Once they did migrate they acted pretty much the same until about 45k years ago marking the Upper Paleolithic. Then, all of a sudden, we came up with complex stone tool technology, bone tools, projectile weapons, etc. We had become, in effect, behaviorally modern humans. Earlier humans, the ones dated 100k-200k years ago, had none of these inventions and are lumped together as not behaviorally modern.

Hence, the "Human Revolution" idea.

John Shea of Stony Brook suggests things ain't quite so simple.

A Human Revolution implies a change in variability of behavior, an dramatic increase in the repertoire of what humans did. So he examined stone tools dating from 250k to 6k years in Eastern Africa. He found over that time no single behavioral revolution in that time. Changes in stone tools here and there could be explained in variability in the available materials or in the needs of a specific time and place. A Human Revolution was unnecessary to explain these changes.

Coincidentally, a different study has come from a team by Ryan Hernandez of UCSF. They examined the human genome looking for selective sweeps. A "selective sweep" is a genome change that is so beneficial that it spreads throughout the population very quickly. Along with the "Human Revolution", class sweeps were thought to have driven human evolution. Hernandez found only a few sweeps present in the genome and none that could drive human adaptability. Instead, he came to the conclusion that human adaptation has a complex genetic architecture and derived by subtle shifts in the genome and not any major changes.

So: we have no Human Revolution, behaviorally or genetic.

Shea goes so far to say that the is no such thing as a "modern human". We are the same animal now as we were 200k years ago.

But whether we are different genetically or cognitively is somewhat beside the point. We aredifferent from our ancestors in how we live and what we are capable of. While I think these scientists are correct in that the differences between our ancestors and ourselves may not be in the shape of our brain or our genes, there is no doubt we are culturally different. And that culture drives our ability to cooperate to astounding levels-- not even ants are capable of the our scale and level of cooperation.

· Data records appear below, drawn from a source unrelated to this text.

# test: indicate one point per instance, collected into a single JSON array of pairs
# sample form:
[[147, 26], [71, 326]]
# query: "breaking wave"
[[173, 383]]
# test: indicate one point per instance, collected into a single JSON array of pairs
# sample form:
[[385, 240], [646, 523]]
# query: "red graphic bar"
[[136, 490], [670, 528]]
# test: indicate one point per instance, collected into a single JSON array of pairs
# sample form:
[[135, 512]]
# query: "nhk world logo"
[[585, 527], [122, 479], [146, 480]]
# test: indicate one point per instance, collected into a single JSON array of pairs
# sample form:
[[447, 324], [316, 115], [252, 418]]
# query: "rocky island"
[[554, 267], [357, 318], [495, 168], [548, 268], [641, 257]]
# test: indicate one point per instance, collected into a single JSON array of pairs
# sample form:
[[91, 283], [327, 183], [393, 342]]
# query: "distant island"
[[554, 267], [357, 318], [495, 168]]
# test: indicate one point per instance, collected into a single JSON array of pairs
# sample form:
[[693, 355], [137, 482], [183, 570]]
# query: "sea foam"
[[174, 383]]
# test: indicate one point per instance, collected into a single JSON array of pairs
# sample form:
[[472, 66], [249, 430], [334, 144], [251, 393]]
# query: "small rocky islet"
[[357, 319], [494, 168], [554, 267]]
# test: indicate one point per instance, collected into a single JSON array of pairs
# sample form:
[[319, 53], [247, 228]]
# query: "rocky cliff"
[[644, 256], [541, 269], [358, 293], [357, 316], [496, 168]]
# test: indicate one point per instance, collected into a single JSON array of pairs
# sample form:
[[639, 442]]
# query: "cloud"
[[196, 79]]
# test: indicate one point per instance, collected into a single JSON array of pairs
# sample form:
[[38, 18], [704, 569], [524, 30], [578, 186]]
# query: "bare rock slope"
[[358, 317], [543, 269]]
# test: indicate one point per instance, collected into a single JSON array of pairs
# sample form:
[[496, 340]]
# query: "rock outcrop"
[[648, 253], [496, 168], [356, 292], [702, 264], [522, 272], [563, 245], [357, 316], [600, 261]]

That had to come from somewhere.

Personally, I think it started when we started sequestering information. I suspect, like elephants, we've been capturing information since Lucy. But if you observe nomadic tribes that are without writing and presume they reflect our history before writing, there is a tremendous drive to retain knowledge across the group, across generations. Often in the form of story and song. Retention of information is a driving force in our species in the last several thousand years. It's no accident, I think, that control and destruction of information (think the Reformation, Nazis, Soviets and the Taliban) are among the levers of power.

Once we started retaining information-- broad, deep rivers of it-- we had the motivation to create writing. And once we had writing we had a mechanism in place to truly exploit the our phenomenal ability to cooperate.

If there was a "Human Revolution" it started with the valuing of information. Civilization started there.